Greensboro man charged in Snapchat solicitation case involving minor
A Greensboro registered sex offender was jailed on a $175,000 bond after police tied him to an October Snapchat solicitation case involving a minor.

Greensboro police say a registered sex offender was able to use Snapchat to help move an alleged child-solicitation case from a screen to a meeting location, a sequence that now has Isaiah Emmanuel Sales facing felony sex charges and a secured bond of $175,000.
Sales, 24, was arrested Monday and was being held in the Guilford County Jail after investigators linked him to conduct that allegedly happened in October 2025. Court records and city information say the case involved a minor and charges that include felony indecent liberties with a child, solicitation of a child by computer or another electronic device to commit an unlawful sex act resulting in appearance at a meeting location, disseminating obscene material to a minor under 16, sex offender unlawfully on premises, and misdemeanor contributing to the delinquency of a juvenile.
The complaint reaches beyond one app or one exchange. North Carolina law makes it a felony for a person 16 or older to use a computer or other electronic device to entice a child under 16 who is at least five years younger to meet for an unlawful sex act. Another state law bars certain registered sex offenders from knowingly being on property intended primarily for minors, including schools, child-care centers, nurseries, playgrounds and children’s museums.

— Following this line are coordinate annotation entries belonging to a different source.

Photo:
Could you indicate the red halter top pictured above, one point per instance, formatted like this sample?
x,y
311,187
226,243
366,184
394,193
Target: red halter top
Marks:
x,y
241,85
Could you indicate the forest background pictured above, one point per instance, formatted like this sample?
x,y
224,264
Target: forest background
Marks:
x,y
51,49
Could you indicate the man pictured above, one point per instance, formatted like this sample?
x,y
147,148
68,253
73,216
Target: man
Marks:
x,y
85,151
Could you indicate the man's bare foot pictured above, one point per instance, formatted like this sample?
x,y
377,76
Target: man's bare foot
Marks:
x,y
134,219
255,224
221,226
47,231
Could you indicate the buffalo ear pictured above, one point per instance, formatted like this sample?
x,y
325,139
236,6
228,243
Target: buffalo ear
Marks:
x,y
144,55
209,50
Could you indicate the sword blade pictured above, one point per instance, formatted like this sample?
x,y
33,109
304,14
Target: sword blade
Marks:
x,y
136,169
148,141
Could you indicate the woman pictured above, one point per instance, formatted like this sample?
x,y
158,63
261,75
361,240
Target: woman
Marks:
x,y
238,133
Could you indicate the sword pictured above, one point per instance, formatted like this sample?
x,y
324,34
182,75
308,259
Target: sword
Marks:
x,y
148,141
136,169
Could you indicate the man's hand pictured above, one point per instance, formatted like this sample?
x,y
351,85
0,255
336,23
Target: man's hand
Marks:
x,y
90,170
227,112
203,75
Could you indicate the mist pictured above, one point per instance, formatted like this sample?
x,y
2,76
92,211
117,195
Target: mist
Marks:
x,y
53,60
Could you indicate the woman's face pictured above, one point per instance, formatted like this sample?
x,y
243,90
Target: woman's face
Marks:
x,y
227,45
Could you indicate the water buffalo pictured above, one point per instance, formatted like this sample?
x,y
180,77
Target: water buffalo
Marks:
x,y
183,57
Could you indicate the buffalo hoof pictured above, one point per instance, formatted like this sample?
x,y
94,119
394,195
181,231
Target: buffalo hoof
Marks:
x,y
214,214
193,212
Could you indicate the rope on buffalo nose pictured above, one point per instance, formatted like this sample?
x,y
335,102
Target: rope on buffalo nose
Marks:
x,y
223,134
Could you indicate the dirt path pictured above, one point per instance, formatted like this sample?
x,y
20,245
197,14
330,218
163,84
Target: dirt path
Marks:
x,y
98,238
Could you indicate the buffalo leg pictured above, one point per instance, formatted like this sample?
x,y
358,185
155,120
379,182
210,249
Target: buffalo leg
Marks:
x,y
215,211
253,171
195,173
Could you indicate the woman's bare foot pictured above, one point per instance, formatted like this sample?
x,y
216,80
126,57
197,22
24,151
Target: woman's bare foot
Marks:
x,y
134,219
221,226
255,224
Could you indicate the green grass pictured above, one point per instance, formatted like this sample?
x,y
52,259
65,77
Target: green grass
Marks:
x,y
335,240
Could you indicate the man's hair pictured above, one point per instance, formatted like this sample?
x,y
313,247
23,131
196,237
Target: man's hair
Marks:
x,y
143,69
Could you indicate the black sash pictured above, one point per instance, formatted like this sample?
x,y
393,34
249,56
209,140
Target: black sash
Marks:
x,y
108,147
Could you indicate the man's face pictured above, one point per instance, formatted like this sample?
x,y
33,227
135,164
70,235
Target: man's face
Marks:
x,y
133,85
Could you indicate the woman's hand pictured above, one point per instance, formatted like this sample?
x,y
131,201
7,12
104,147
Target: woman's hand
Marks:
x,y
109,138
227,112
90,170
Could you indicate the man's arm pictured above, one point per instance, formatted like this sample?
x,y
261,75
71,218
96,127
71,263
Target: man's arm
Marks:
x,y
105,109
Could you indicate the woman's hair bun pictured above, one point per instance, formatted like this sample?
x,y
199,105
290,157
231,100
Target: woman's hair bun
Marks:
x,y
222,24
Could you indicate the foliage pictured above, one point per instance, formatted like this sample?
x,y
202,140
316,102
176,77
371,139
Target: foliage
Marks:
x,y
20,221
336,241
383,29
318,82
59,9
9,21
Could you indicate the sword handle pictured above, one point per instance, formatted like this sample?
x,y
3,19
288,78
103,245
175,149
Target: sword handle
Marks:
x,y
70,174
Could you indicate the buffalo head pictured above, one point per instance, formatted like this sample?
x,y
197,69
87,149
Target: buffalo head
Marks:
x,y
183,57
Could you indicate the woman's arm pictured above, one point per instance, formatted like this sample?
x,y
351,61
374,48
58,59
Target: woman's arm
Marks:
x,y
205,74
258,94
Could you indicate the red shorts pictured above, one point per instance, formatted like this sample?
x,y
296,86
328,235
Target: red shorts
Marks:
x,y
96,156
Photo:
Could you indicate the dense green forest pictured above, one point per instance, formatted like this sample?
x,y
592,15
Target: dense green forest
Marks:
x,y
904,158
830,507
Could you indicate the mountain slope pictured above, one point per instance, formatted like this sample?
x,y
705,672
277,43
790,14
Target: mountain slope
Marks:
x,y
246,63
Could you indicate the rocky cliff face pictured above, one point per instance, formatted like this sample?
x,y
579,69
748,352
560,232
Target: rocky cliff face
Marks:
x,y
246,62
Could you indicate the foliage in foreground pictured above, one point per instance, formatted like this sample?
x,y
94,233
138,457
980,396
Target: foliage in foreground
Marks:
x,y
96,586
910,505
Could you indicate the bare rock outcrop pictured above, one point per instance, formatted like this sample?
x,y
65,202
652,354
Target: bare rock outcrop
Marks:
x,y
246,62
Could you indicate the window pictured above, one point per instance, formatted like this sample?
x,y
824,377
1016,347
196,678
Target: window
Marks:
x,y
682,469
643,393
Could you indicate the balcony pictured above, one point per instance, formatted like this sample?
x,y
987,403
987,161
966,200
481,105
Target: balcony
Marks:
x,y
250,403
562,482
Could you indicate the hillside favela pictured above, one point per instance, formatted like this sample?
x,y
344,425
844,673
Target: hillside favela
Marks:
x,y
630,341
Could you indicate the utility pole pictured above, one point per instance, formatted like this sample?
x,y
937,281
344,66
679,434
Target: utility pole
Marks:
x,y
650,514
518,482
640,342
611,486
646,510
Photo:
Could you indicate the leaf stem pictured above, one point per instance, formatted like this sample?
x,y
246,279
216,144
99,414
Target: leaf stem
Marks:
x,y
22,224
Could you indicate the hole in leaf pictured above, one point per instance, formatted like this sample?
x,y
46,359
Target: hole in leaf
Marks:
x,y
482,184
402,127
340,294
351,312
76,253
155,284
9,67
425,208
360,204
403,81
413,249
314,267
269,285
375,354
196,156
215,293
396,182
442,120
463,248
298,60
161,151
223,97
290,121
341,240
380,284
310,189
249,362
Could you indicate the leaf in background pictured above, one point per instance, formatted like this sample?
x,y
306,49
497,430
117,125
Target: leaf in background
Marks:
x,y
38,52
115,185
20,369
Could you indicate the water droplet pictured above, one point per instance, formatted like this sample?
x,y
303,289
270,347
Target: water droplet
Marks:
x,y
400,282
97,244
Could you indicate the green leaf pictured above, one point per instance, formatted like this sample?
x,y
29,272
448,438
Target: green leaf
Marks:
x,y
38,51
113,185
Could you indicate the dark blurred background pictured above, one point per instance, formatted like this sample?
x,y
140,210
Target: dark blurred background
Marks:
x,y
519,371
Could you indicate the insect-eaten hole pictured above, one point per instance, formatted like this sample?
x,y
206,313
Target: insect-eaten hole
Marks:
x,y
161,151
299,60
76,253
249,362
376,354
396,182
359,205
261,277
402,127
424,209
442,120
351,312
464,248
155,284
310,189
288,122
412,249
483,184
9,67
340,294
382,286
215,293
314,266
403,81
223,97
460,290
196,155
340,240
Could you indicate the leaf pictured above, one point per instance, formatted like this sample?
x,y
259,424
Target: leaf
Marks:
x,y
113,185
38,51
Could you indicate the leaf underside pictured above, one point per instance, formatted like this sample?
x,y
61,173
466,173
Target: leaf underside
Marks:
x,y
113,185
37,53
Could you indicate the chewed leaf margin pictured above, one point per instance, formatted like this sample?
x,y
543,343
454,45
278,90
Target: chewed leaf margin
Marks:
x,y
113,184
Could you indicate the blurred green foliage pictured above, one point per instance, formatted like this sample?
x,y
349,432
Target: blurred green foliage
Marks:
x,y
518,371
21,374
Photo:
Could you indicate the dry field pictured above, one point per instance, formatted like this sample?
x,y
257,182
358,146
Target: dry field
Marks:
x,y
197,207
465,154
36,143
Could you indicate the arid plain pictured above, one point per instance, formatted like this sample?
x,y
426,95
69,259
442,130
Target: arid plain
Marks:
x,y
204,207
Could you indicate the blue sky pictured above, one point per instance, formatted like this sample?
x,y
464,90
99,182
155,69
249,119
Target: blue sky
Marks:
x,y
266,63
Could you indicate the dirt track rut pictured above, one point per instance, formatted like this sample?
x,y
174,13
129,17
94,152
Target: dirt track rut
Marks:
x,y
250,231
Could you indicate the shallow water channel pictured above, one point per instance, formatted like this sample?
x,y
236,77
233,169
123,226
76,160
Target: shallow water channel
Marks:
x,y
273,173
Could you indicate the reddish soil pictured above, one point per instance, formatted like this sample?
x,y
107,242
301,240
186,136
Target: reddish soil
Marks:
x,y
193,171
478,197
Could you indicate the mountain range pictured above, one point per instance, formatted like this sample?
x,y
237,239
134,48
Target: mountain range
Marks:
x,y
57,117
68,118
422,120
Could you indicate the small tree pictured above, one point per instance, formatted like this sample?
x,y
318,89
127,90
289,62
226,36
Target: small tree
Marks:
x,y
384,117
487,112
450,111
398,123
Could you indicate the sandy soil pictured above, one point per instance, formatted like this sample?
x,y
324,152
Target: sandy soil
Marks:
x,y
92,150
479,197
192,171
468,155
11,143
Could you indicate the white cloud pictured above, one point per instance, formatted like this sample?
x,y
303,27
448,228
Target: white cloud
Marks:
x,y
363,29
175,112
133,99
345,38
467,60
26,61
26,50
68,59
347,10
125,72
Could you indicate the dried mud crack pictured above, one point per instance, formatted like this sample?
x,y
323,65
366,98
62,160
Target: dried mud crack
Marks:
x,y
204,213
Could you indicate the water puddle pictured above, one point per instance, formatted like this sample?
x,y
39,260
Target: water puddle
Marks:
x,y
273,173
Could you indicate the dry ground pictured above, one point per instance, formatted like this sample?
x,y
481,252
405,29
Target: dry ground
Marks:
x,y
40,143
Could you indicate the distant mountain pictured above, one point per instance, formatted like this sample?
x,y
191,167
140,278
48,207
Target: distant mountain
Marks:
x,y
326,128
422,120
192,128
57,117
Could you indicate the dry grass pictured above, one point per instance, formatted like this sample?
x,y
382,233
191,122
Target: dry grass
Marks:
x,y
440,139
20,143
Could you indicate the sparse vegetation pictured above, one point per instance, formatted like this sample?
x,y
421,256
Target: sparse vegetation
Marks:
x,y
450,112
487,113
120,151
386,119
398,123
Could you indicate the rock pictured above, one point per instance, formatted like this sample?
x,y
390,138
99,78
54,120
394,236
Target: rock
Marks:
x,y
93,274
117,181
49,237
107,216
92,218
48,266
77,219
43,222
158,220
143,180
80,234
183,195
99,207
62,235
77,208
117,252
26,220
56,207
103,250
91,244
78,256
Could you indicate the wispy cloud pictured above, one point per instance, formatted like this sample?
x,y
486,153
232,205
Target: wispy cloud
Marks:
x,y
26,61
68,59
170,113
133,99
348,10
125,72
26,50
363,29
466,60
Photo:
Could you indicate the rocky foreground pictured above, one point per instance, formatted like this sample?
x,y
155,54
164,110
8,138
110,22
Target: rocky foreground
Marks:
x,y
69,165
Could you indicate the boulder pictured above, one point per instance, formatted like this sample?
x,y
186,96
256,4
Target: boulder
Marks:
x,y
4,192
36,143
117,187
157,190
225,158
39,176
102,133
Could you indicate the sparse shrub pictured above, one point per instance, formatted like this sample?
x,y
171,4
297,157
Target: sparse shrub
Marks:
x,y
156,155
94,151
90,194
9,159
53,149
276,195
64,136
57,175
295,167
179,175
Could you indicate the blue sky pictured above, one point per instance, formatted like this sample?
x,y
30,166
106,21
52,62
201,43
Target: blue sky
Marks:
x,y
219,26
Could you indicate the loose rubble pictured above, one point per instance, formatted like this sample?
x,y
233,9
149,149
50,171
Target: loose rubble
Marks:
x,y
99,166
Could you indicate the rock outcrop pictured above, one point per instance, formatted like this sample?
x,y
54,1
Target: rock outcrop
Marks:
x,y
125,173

The case also shows how many layers can exist on paper before a family ever hears about a threat. The North Carolina State Bureau of Investigation is the lead agency for the state’s Internet Crimes Against Children Task Force, a program created in 1998 as children’s internet use grew and offenders followed them online. The National Center for Missing & Exploited Children says its CyberTipline is the nation’s central reporting system for suspected online child exploitation, including online enticement and obscene material sent to a child.
Greensboro police said the department’s Family Victims Unit handles crimes against juveniles, including child abuse, neglect, sexual molestations, abductions and deaths. City officials said Sales also faces charges in a separate case being investigated by another agency, adding to the seriousness of the accusations already pending in Guilford County.
The case is now available through Guilford County eCourts, which the North Carolina Judicial Branch says was fully implemented in all 100 counties as of Oct. 13, 2025. For Guilford County parents, the lesson is blunt: disappearing-message apps do not stop predators, and warning signs can surface only after investigators, schools and caregivers act quickly enough to notice them.